Every member of an approved pension arrangement should have an up-to-date copy of the rules.
Most approved pension arrangements have a vesting formula which will state the amount of money, other than the member's own contributions, that is available to provide a deferred pension for the member who chooses to withdraw from the arrangement before reaching normal retirement age.
This situation often comes about due to the retirement of the member.
If, for example, an employee resigns from his job or is made redundant at the age of 50 and the normal retirement age is 65, the employer's contribution to the approved pension arrangement remains and is invested.
He then gets a deferred pension at age 65. Vesting usually occurs after a minimum number of years, five for example.
Pension rights accrue to members of an approved pension arrangement every day, so a monetary value can be determined for these accrued pension rights any day.
The value of accrued pension rights is preserved by not making it available to a withdrawing member in cash.
There are two options: the money remains in the approved pension arrangement to provide a deferred pension to the member; or the money is transferred to another approved pension arrangement to provide a pension benefit for the member at normal retirement age.
There are two types of contributions to approved pension arrangements: required and voluntary.
The required contribution, also called the basic or mandatory contribution, is the stated percentage of taxable salary which each member contributes to the approved pension arrangement.
The voluntary, or optional, contribution is a stated percentage of taxable salary up to which each member may contribute to the pension arrangement.
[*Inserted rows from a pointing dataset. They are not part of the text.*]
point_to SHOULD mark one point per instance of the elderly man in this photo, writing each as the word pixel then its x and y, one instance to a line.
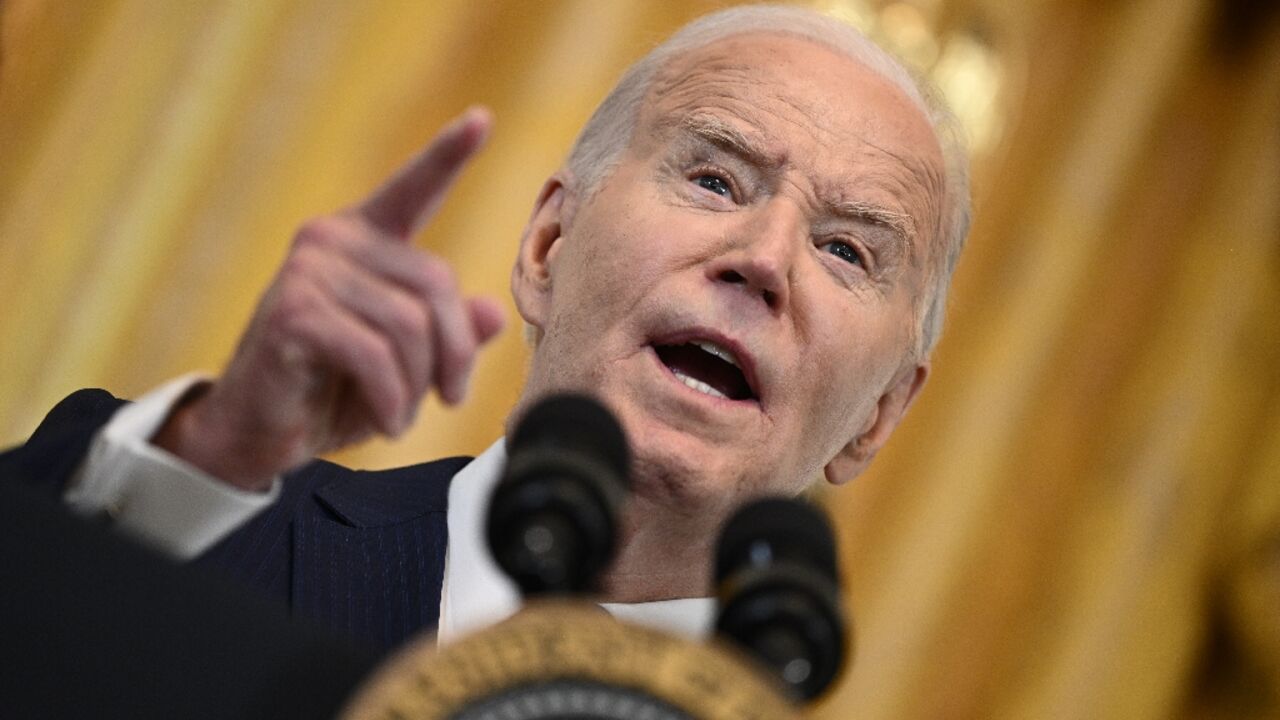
pixel 745 256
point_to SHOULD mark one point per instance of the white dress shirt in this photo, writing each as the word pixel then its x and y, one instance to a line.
pixel 181 510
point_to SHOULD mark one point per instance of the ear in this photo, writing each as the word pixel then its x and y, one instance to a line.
pixel 888 411
pixel 531 276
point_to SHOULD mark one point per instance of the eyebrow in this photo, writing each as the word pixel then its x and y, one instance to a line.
pixel 723 135
pixel 901 224
pixel 727 137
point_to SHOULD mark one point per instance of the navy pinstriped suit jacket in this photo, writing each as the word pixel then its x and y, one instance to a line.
pixel 362 552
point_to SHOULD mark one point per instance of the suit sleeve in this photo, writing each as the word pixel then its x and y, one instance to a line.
pixel 146 492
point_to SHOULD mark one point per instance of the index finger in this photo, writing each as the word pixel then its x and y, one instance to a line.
pixel 408 199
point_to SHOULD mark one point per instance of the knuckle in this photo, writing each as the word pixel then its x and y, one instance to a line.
pixel 410 319
pixel 460 354
pixel 437 276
Two popular types of pension arrangements are the defined contribution, or money purchase, plan and the defined benefit plan. In the defined contribution plan, both the required contribution rate of each member and the contribution rate of the employer on behalf of each member is defined.
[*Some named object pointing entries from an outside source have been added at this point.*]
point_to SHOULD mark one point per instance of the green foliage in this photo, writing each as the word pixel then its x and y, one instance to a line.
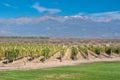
pixel 83 49
pixel 74 52
pixel 11 54
pixel 45 53
pixel 108 50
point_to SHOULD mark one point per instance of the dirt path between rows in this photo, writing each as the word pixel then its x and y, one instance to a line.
pixel 31 65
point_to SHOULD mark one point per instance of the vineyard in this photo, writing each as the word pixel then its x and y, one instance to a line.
pixel 11 52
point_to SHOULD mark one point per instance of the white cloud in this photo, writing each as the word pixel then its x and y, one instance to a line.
pixel 101 17
pixel 44 9
pixel 9 5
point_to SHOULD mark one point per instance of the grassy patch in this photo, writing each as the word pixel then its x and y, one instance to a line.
pixel 93 71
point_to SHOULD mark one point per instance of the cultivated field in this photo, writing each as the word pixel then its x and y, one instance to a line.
pixel 93 71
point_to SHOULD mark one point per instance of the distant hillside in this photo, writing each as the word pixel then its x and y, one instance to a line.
pixel 60 27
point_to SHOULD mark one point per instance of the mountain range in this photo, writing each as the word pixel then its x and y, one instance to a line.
pixel 61 27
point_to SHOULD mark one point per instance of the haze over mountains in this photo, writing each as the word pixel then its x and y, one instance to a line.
pixel 61 27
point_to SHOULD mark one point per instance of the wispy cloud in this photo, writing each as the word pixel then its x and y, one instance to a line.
pixel 103 16
pixel 9 5
pixel 42 9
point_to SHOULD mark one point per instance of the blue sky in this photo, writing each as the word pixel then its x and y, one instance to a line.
pixel 33 8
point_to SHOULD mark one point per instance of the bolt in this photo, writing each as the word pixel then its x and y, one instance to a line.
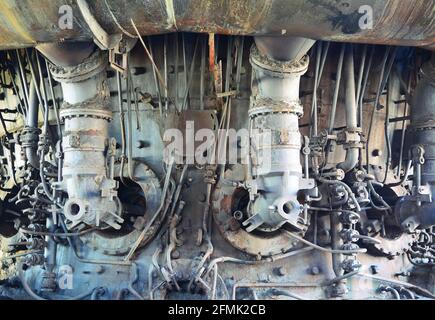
pixel 140 144
pixel 281 271
pixel 376 153
pixel 99 269
pixel 238 215
pixel 175 254
pixel 374 269
pixel 314 270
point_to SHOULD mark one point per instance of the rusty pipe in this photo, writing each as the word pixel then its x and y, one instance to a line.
pixel 25 23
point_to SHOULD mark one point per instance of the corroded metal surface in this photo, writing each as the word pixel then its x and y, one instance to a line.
pixel 28 22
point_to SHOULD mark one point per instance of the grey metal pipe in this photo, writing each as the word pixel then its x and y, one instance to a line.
pixel 351 111
pixel 32 126
pixel 284 48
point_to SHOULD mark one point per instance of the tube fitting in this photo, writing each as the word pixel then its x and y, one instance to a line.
pixel 276 143
pixel 92 192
Both sets of contributions are invested for the benefit of the member. At normal retirement age, or earlier termination, the member will have three accounts derived from his basic contribution, his voluntary contribution and the employer's contribution, which form the basis for how much pension he will receive.
This determination is usually made by an actuary.
A defined benefit plan has a prescribed formula which states very clearly how the annual pension will be calculated at retirement.
There are several types. One type is based on the average salary of the number of years of pensionable service. This is called the career average salary plan.
The modified career average salary plan is similar to the previous type except that the pension is calculated on the basis of a base year which may change from year to year.
Under the final salary plan, the pension is based on, for example, the final year's salary, the average of the annual salary over the last three years, or some other variation.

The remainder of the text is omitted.